Oleg Sentsov. CC BY-SA 4.0 Antonymon / Wikipedia. Some rights reserved.Oleg Sentsov, a Ukrainian film director from Simferopol and a political prisoner of the Kremlin, is on Day 16 of a hunger strike. Sentsov selected the start date (14 May) to make sure that he will have been striking for a full month by the start of the Football World Cup, which begins in Russia on 14 June. The aim of Sentsov’s protest is the release of 64 Ukrainian citizens who are currently held in the Russian Federation on political grounds.
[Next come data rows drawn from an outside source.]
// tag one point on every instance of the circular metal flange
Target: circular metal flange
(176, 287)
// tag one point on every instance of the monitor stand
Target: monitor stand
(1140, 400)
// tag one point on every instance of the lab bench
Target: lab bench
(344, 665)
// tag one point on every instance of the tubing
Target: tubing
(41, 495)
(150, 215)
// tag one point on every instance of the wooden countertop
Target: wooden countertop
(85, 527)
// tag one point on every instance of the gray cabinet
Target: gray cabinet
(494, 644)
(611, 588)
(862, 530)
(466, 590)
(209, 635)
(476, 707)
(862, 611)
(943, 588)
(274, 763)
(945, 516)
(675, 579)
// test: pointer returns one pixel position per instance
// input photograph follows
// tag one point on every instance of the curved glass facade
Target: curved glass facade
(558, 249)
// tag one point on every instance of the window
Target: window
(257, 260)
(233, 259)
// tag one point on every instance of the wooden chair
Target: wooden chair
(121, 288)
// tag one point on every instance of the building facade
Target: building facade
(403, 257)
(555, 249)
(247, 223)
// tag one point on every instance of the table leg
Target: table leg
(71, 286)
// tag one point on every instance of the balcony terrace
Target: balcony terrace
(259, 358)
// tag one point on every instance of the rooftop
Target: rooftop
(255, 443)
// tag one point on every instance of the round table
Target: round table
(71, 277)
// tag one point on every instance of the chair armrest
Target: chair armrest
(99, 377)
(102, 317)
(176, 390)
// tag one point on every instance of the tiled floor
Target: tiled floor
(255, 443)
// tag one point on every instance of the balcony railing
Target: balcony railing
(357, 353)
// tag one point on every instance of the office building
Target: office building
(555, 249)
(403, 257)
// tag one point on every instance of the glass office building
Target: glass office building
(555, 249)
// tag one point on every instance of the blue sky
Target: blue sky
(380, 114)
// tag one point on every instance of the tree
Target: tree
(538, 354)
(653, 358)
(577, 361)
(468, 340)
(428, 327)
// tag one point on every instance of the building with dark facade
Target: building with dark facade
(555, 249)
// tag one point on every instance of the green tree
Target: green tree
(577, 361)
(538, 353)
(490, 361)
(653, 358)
In summer 2014, Sentsov, an AutoMaidan activist from Crimea, was accused of terrorism offences — he reportedly planned to set a local United Russia office on fire and blow up a local Lenin monument. The investigation and trial was based on testimony received under torture and later retracted. No evidence of any terrorist group existing in Crimea was ever found, and the only thing that “proved” Sentsov’s membership of Ukrainian far-right group Right Sector, a name used by Kremlin propaganda to whip up fear of a “Nazi junta” in Kyiv, was a CD containing the Soviet documentary “Ordinary Fascism”.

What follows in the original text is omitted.